The Chinese have, predictably, discovered more ways with eggs than even the most ingenious French pâtissier. North to south, east to west, coast to hinterland and everywhere in between, eggs – whether chicken, duck, goose, quail or pigeon – transcend cultural and ethnic boundaries, to be enjoyed by the masses and the elite alike in all their forms.
Tea eggs are a particular cult favorite of the street food enthusiast and migrant construction worker. Whole eggs are boiled, then the shells cracked (but never removed) before being simmered in a heady, fragrant mixture of fermented tea leaves and five-spice powder, which leaves an intricate patina etched into the flesh once peeled. A common breakfast staple, tea eggs or cha dan are mildly salty, piquant and dangerously addictive.
Chinese-style steamed eggs are familiar to anyone raising infants in the country. Similar in texture to a Catalan flan, if a little less firm, these wobbly, silken goodies are commonly one of a baby’s first meals. Adults, particularly older people, also regularly whip up a batch for breakfast, topping them with soy sauce or sesame oil and pairing them with steamed bread or onion pancakes.

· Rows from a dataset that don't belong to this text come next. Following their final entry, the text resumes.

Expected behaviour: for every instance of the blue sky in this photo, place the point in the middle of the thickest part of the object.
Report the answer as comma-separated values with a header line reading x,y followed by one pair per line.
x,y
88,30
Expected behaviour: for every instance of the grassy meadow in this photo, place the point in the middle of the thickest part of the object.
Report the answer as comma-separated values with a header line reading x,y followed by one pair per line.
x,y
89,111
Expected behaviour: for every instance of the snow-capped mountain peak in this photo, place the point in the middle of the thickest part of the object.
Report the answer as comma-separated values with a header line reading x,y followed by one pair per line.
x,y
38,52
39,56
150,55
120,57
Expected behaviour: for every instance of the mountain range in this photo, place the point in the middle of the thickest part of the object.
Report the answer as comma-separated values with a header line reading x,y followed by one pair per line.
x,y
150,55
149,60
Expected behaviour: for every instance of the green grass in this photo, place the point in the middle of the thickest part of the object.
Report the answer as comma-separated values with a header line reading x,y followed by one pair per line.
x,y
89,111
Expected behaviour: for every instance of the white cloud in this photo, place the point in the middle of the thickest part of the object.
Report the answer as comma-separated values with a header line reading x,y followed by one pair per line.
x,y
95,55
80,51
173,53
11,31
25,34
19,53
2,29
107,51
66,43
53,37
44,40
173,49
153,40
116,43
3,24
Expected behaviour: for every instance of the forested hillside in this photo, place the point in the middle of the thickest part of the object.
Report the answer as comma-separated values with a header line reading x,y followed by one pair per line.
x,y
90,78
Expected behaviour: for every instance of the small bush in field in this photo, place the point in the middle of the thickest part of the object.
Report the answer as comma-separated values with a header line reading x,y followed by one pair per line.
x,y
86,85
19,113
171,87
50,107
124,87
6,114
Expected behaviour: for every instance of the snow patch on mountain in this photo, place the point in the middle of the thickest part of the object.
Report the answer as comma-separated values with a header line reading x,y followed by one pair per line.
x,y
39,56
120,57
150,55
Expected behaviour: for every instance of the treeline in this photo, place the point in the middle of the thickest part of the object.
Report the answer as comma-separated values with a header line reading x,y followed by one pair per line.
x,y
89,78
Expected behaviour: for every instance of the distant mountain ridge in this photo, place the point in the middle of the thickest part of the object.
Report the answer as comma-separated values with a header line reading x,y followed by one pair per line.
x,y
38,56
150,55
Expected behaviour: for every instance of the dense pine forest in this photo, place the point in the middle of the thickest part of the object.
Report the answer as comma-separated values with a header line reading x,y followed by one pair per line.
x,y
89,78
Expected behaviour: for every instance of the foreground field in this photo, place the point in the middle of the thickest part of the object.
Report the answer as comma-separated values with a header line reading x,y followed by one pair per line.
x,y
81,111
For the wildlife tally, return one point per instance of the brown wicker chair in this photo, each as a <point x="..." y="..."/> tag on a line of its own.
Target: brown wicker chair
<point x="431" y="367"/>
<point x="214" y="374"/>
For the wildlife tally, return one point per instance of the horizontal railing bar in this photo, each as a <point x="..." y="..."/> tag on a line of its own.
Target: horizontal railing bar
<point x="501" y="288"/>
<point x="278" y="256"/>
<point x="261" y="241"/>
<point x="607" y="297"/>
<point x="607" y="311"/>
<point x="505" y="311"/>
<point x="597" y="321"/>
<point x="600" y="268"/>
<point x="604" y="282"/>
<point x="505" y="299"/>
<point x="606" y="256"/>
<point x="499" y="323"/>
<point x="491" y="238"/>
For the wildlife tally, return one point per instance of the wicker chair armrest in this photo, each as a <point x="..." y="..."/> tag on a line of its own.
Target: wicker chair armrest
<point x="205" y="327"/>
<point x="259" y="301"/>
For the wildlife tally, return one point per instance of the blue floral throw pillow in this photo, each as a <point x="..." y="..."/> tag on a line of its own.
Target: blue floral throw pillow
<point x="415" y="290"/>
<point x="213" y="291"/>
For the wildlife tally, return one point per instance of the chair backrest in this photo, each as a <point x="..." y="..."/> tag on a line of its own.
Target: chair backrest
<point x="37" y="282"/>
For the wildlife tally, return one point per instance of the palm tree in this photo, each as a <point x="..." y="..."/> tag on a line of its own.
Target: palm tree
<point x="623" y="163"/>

“Flooded” eggs, more of an acquired taste, are also popular with the older generation – many of whom grew up in households that had to stretch what little food was available as far as it would go. Stirred into a measure of boiling water, these eggs are served as-is, occasionally with soy sauce. It’s hard to describe the flavor as anything but eggy, and the mouthfeel as wet, but these critters, also served at breakfast, are an important reminder that, not so long ago, hunger was everyone’s default sensation.
Top of the list of “hard-to-love” egg dishes, however, are the legendary “century eggs” or pidan, also known as “thousand-year eggs” and, to their many detractors “utterly disgusting.” A step up from salted eggs – which are admittedly tongue-coatingly salty but at least edible to the uninitiated – century eggs are a true test for the senses.
Preparing these green-and-black jewels involves burying fresh eggs in a mixture of clay, ash, salt, quicklime and rice husks for weeks to months. The result is an aspic-like, jade-green albumen and an oleaginous grey-green yolk which hums with the scent of ammonia and sulfur.
As with all China’s stinkiest delicacies, century eggs are divisive, but also ubiquitous – sliced into appetizers, stirred into rice porridge and even just dished up whole. The flavor is complex and extremely pungent, with its closest equivalent, to my mind, being Marmite – an equally controversial British yeast extract spread.
I pride myself on my tolerance for weird and wonderful food, but I freely admit that century eggs have defeated me. Even on a trip to Hong Kong, when a local friend took me to the restaurant he claimed creates converts out of even the most skeptical pidan haters, I took a bite of the creamy yolk and attempted to savor it. Umami, check. Notes of blue cheese and preserved tofu. Check. The tang of a public urinal. I’m out.